In other words friends and neighbors – a strong armed board decided that they had a quorum (remember the famous Hamner issue), started the meeting, discussed and conducted business, threw a guest out, ignored parliamentary procedures, and continued business as usual. So where do we go from here? The only solution might be found in Vernon’s Civil Statutes, Non-profit Corporation Act as follows:

Art. 1396-7.05. APPOINTMENT OF RECEIVER TO REHABILITATE CORPORATION.
A. A receiver may be appointed for the assets and business of a corporation by the district court for the county in which the registered office of the corporation is located, whenever circumstances exist deemed by the court to require the appointment of a receiver to conserve the assets and affairs of the corporation and to avoid damage to parties at interest, but only if all other requirements of law are complied with and if all other remedies available either at law or in equity, including the appointment of a receiver for specific assets of the corporation, are determined by the court to be inadequate, and only in the following instances:

(1) In an action by a member when it is established:

(a) That the corporation is insolvent or in imminent danger of insolvency; or

(b) That the directors are deadlocked in the management of the corporate affairs and the members are unable to break the deadlock, and that irreparable injury to the corporation is being suffered or is threatened by reason thereof; or

(c) That the acts of the directors or those in control of the corporation are illegal, oppressive or fraudulent; or

(d) That the corporate assets are being misapplied or wasted.

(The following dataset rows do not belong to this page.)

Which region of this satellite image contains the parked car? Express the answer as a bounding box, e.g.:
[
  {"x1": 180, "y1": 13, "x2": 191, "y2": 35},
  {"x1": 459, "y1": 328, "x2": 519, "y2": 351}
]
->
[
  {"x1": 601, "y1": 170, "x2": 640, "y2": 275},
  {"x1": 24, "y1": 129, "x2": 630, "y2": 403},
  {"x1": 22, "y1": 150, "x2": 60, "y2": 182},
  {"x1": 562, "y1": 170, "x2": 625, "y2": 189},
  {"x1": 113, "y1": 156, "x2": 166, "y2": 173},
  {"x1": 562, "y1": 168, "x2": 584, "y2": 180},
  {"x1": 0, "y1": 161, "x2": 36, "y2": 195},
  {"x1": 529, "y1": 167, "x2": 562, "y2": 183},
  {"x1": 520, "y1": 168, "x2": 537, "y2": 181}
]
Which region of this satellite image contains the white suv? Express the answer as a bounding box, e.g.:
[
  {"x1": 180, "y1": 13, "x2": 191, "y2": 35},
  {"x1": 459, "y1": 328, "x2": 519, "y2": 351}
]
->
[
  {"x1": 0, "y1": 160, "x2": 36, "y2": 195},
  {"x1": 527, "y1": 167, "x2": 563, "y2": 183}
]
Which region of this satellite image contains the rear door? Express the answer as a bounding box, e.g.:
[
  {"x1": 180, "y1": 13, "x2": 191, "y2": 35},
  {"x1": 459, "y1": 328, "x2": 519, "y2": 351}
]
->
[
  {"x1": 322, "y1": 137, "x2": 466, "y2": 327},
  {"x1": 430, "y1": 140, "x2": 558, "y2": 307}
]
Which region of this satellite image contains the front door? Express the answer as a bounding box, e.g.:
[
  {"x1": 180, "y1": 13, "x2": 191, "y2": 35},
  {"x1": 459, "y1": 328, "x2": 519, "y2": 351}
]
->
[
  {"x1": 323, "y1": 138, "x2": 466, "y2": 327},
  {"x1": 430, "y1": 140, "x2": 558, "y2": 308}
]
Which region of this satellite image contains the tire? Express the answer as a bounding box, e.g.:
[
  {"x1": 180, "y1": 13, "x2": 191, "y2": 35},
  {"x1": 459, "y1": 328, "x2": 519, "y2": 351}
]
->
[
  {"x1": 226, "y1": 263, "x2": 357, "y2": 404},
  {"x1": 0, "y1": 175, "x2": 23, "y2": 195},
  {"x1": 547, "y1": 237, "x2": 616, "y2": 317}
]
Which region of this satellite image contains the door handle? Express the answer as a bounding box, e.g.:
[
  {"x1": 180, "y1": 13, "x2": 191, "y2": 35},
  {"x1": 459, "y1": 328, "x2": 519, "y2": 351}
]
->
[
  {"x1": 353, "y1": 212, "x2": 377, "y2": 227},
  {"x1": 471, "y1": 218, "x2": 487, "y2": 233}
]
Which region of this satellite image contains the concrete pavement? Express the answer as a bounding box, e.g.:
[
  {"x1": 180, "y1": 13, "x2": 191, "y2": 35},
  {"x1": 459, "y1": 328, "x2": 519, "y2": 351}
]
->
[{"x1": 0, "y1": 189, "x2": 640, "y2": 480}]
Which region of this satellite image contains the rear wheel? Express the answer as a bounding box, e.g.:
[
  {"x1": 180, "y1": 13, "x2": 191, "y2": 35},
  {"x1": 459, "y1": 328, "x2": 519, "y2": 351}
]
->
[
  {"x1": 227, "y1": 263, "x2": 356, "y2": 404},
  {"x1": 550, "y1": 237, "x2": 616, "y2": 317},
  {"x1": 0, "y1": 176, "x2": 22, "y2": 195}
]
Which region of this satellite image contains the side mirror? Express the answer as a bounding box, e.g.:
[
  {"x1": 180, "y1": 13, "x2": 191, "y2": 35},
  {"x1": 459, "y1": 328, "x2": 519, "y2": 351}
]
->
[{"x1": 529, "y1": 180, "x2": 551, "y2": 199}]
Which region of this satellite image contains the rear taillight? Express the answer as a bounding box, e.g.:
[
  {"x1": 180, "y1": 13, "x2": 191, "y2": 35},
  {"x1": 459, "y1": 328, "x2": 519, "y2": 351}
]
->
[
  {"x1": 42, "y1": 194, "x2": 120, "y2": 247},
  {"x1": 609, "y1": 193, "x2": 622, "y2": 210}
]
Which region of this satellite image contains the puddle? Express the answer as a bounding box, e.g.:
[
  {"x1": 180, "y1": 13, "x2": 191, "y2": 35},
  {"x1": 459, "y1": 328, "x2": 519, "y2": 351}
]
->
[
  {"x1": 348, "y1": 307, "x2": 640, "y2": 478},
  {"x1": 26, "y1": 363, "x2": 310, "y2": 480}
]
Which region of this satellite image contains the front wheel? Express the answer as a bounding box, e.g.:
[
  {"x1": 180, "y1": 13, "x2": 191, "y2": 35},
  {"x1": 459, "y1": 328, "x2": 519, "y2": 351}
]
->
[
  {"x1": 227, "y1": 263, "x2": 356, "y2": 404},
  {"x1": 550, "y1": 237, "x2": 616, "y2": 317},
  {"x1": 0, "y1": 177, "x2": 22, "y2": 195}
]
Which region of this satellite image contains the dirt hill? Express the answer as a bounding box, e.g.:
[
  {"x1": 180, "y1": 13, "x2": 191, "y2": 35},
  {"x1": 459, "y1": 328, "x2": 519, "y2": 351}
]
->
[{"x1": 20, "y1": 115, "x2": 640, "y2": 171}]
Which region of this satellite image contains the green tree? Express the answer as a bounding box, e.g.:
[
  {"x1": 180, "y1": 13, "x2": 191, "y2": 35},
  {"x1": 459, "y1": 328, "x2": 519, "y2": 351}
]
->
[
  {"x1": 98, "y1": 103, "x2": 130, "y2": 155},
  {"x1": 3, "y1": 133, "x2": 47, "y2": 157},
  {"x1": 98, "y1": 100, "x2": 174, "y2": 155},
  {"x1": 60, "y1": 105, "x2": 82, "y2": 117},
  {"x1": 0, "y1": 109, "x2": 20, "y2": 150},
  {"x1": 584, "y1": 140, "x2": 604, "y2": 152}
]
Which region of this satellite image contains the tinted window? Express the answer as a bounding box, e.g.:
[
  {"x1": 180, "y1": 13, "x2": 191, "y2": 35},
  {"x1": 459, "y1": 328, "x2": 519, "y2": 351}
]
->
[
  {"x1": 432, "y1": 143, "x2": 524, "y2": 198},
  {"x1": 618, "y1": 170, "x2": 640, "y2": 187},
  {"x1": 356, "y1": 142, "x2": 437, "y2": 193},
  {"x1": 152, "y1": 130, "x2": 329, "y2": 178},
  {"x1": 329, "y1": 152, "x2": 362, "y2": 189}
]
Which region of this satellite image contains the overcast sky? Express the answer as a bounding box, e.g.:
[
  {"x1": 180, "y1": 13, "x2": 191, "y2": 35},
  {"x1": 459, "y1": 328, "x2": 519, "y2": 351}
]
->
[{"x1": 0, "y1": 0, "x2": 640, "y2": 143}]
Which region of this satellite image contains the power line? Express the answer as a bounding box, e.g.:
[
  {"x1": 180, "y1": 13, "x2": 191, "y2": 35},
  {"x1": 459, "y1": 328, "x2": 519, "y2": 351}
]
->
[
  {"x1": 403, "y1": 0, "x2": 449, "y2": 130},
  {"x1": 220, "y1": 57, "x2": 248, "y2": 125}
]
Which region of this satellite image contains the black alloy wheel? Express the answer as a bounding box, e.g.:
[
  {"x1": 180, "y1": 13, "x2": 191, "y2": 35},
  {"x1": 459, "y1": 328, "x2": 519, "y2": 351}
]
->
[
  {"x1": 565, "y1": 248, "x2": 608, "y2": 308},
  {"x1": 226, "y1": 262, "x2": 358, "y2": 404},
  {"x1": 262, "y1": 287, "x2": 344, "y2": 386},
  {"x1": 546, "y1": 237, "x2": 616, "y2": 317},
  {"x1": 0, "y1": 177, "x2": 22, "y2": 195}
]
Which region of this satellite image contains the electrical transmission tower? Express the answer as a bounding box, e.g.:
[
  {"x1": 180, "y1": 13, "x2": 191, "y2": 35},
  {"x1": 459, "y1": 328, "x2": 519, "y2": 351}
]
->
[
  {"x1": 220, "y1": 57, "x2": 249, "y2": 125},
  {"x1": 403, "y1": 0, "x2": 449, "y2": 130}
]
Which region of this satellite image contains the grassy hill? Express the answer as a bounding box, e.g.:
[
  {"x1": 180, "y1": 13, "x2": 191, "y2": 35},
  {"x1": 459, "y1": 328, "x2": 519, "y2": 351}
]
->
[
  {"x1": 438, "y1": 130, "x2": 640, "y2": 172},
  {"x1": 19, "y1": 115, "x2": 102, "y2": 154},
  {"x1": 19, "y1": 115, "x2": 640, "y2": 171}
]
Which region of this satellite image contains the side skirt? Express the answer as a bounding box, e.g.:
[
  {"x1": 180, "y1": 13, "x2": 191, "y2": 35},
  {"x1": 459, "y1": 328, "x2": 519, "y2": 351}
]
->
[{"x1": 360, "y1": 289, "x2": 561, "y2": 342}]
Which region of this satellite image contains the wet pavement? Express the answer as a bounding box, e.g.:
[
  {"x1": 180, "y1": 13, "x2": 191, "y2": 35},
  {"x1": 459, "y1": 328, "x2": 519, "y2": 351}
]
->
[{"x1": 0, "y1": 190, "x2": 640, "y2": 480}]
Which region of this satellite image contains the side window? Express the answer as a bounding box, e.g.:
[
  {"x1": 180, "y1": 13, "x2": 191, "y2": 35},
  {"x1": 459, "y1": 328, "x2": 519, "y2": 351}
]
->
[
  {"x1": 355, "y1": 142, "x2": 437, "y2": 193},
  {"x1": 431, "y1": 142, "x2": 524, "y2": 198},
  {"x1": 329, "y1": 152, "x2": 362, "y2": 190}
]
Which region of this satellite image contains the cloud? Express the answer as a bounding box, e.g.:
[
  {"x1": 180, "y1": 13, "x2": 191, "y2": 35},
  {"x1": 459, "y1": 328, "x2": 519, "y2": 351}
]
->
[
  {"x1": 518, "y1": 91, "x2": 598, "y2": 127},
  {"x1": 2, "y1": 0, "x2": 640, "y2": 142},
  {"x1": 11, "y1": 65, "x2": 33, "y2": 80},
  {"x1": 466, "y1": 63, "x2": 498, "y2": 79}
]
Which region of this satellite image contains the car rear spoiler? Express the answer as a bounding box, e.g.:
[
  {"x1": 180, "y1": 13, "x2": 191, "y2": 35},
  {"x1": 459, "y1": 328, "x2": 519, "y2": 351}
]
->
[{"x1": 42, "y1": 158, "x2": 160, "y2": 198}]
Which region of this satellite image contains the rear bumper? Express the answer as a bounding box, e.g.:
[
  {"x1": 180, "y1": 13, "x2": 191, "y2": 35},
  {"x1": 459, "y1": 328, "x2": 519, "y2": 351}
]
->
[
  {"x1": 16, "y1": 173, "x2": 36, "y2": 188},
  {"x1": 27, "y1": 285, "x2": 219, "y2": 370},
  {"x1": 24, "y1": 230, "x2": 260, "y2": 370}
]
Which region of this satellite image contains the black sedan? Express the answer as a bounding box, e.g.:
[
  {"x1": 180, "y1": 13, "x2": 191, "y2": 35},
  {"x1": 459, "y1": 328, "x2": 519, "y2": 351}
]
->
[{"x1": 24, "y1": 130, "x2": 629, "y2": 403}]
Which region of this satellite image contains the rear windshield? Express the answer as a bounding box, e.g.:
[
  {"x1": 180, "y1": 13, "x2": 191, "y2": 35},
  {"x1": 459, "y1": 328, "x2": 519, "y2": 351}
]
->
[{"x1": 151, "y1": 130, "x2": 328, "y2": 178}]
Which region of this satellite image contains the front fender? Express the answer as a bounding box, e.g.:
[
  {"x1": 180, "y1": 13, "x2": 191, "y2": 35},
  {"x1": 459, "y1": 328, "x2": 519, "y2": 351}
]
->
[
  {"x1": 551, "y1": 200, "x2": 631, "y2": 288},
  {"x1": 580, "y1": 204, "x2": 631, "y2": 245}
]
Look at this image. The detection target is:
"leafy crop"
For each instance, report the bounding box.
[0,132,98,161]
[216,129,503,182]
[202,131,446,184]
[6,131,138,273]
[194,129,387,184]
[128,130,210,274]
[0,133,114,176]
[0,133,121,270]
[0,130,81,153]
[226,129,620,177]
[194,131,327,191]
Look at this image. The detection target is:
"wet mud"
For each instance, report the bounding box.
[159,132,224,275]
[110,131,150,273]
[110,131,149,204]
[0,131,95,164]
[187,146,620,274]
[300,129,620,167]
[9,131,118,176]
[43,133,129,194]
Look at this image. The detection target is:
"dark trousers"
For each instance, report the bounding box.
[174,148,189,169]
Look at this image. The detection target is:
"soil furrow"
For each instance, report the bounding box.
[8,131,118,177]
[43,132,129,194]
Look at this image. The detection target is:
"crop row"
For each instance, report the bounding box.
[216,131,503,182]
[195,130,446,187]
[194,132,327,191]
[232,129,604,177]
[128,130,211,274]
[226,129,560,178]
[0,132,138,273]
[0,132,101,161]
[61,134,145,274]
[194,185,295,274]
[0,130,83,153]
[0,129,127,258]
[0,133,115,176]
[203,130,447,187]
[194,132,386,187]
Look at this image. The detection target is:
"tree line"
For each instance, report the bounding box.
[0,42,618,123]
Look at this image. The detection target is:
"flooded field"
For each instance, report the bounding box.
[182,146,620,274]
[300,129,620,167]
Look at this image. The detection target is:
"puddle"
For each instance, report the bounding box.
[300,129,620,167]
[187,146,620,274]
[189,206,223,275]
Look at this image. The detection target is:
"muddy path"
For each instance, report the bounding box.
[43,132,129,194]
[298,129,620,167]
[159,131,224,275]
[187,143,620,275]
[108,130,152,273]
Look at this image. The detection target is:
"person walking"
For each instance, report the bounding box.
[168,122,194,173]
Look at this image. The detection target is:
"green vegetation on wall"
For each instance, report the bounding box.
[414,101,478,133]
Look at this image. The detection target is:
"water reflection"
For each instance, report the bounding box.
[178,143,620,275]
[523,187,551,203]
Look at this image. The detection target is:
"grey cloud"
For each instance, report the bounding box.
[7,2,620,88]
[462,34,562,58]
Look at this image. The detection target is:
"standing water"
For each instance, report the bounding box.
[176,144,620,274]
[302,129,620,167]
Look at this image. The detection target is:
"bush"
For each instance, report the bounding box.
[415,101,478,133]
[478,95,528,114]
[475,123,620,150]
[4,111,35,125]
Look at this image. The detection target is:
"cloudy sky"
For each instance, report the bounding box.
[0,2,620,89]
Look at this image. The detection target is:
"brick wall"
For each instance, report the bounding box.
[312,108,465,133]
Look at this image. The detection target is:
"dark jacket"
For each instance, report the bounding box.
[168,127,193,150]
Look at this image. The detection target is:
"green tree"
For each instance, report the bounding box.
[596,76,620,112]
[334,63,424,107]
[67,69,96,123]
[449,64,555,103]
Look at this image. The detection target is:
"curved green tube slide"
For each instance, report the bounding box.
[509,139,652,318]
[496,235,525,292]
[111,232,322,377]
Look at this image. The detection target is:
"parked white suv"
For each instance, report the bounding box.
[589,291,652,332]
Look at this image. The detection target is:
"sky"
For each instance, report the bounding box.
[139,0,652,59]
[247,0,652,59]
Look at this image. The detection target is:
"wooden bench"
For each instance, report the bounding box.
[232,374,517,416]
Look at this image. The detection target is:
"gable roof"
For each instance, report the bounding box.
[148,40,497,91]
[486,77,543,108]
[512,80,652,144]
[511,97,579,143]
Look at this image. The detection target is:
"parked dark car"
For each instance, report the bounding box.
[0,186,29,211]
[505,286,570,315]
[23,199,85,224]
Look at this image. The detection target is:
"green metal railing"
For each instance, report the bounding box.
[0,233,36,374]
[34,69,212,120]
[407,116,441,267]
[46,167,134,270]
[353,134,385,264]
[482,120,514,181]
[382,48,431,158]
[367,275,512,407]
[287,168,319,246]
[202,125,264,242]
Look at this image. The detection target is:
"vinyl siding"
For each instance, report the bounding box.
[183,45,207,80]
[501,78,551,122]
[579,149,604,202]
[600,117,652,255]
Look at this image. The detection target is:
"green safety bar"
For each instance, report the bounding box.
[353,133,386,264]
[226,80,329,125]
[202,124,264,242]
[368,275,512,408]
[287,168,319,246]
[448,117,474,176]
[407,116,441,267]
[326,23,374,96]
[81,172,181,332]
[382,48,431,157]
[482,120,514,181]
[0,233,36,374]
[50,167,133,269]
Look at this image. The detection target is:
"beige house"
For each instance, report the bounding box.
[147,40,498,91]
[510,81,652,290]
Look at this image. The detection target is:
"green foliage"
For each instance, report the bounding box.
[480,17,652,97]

(2) In an action by a creditor when it is established:

(a) That the corporation is insolvent and the claim of the creditor has been reduced to judgment and an execution thereon returned unsatisfied; or

(b) That the corporation is insolvent and the corporation has admitted in writing that the claim of the creditor is due and owing.

(3) In any other actions where receivers have heretofore been appointed by the usages of the court of equity.

B. In the event that the condition of the corporation necessitating such an appointment of a receiver is remedied, the receivership shall be terminated forthwith and the management of the corporation shall be restored to the directors and officers, the receiver being directed to redeliver to the corporation all its remaining properties and assets.

That’s right readers – the time for a lawsuit is overdue, and receivership is just one of many remedies available. We are deadlocked, and we are oppressed, and assets are being misapplied and wasted. Sorry to be so long winded in this report, but the facts have to be made available. Good luck Meadowcreek neighbors.